Unfortunately for all involved, even if the sweatshop revelations are untrue this campaign is far from the perfect vehicle with which to make feminism accessible. Questions about the extent to which a fashion magazine, politicians, and celebrities are ever going to be able to shake the core of the capitalist cisheteronormative white patriarchy aside, aspects of the campaign make some very questionable assertions about what feminism is, or what it should be. Specifically, the choice to sell these t-shirts for £45 and the jumpers for £85, the choice to work in partnership with the Fawcett Society and to direct 100% of the proceeds to them, and the choice to have various famous men photographed in the clothing.
Anybody can call themselves a feminist, and anybody can wear a jumper declaring themselves to be a feminist. By and large, that is the point of the t-shirt campaign: a variety of people you might not otherwise assume to be feminists challenging this view. That's fine, but what not everybody can do is demonstrate that their actions match up to this assertion. Feminism is not a label and it should not be a marketing tool; feminism is a movement and it is a practice, a lived experience. ELLE lauded Benedict Cumberbatch for wearing their jumper, but when discussing Julian Assange in the past he has described the rape allegations against the Wikileaks founder as being 'misinformation'. Would someone who was really a feminist so openly perpetuate rape culture in this way? Until Assange returns to Sweden to address the allegations, none of us have any reason to believe that they are false. The reality of the disparity between rape cases reported, rape cases resulting in convictions, and the false conviction rate largely suggests that it is always worth believing that allegations are true until they are verified as otherwise.
If the men holding your feminist banner do not uphold the most basic tenements of feminism, it is disingenuous at best to present them to young women as role models. Indeed, there is debate as to whether you should be presenting young women with men as feminist role models at all; it may be the whole premise of Watson's campaign #HeForShe, but cis white men in this society are the oppressor, and while they absolutely should be on board with bringing about change, it is difficult to see why they should be the focus.

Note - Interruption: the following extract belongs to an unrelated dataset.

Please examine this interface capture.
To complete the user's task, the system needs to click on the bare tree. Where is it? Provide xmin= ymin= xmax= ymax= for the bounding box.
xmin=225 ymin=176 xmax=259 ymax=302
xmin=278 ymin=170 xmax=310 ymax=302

It is also difficult to see how anybody can or should be expected to pay £45 or £85 for a piece of clothing to show their support for gender equality. Some of the women who need feminism the most are those who do not have the money to feed themselves. That they could ever be expected to have £85 for an item of clothing is a sick joke, and says plenty about the kind of person ELLE's campaign is really aimed at. It's not for women marginalised on other axes of oppression, for sure. The partnership with Fawcett Society, meanwhile, makes it certain that it is not for sex workers; the Fawcett Society are active supporters of End Demand or the 'Nordic model', a policy regarding sex work that seeks to criminalise the purchase of sexual services, thus leaving sex workers with the options of unemployment and poverty or being driven underground into unsafe conditions. Of course, maybe ELLE don't think sex workers even can be feminists, which would be hilariously unfunny given they think Cumberbatch can.
So, what does a feminist look like? I'm afraid it doesn't look like Cumberbatch, and it doesn't look like anyone who believes that forcing sex workers out of employment because they need 'saving' is the best way forward. Feminism must address the needs of all women and include the voices of all women; it's going to take a lot more than a t-shirt campaign before we're addressing the realities of the structural and actual violence facing women every day, but we shouldn't accept concessions in the meantime.